White Bean Shakshuka
White Bean Shakshuka
Ingrediënten
- 4 stalks of cilantro
- 2 teaspoons extra virgin olive oil
- 2 green onions finely chopped
- ½ teaspoon ground cumin
- ½ teaspoon smoked paprika
- 12.5 ounces arrabbiata pasta sauce
- 1 can 15.5 ounces cannellini beans, drained and rinsed
- 8 ounces jarred roasted red peppers drained and sliced
- 3 eggs at room temperature
- 1 medium avocado diced
- Purple salad leaves and grilled split pita bread for serving
Instructies
- Grease a 3-cup, 8-inch ovenproof dish that will fit into a 5- or 6-quart air fryer.
- Alternatively, use two large ramekins and increase the number of eggs to four.

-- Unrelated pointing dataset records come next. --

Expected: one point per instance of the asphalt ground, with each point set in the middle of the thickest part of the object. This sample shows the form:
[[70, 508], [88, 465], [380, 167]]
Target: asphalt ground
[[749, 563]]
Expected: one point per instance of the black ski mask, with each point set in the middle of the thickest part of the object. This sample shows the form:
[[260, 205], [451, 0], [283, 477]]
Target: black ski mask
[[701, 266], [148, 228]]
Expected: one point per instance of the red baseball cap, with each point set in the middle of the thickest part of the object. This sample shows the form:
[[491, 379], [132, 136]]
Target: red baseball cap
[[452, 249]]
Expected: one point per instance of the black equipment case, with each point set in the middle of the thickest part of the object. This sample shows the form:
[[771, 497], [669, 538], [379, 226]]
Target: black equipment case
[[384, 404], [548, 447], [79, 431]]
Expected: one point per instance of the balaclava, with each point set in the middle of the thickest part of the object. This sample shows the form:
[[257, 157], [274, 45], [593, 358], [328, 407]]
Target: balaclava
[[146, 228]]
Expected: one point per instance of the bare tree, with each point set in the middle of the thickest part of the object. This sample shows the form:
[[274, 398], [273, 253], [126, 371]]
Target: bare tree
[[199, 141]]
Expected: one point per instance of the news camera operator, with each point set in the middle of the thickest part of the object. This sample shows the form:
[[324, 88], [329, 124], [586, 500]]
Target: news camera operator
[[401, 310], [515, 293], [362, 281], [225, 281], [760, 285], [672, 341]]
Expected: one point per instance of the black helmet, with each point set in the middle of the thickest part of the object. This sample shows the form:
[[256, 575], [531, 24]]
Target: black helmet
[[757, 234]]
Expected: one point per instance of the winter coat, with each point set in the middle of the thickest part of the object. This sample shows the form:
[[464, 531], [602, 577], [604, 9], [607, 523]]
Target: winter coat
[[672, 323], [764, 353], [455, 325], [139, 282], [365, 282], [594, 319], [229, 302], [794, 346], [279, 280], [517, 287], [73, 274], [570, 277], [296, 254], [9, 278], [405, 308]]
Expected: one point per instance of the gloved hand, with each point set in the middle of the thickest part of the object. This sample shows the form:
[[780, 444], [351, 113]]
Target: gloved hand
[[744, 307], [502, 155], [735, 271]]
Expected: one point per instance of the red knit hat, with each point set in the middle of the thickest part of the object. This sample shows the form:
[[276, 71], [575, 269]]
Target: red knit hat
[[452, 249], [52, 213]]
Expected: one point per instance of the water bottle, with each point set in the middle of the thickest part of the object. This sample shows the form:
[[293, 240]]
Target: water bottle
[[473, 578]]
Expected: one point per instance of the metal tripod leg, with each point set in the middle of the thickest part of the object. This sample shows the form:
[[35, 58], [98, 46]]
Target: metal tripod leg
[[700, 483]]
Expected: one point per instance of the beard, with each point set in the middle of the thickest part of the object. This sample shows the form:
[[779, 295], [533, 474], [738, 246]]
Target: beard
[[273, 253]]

- Finely chop the stalks and leaves of the cilantro.
- Place the chopped stalks, olive oil, green onions, and spices in the dish.
- Pull out the air fryer pan and basket.
- Place the dish in the basket and slide the pan and basket back into the appliance.
- Set the temperature to 350°F and the timer for 3 minutes, cooking until it becomes fragrant.
- Carefully pull out the pan and basket, and stir in the pasta sauce, beans, and roasted red peppers in the dish until combined.
- Cover the top of the dish with foil.
- Set the timer for 10 minutes and cook until the mixture is hot.
- Make three indents in the bean mixture and break an egg into each one.
- Season the eggs.
- Set the timer for 8 minutes, cooking until the eggs are just set or cooked to your liking.
- Serve the shakshuka topped with diced avocado, salad leaves, and grilled pita bread.
Notes / Tips / Wine Advice:
While traditionally a breakfast dish, you can also serve this Middle Eastern Shakshuka as a light supper.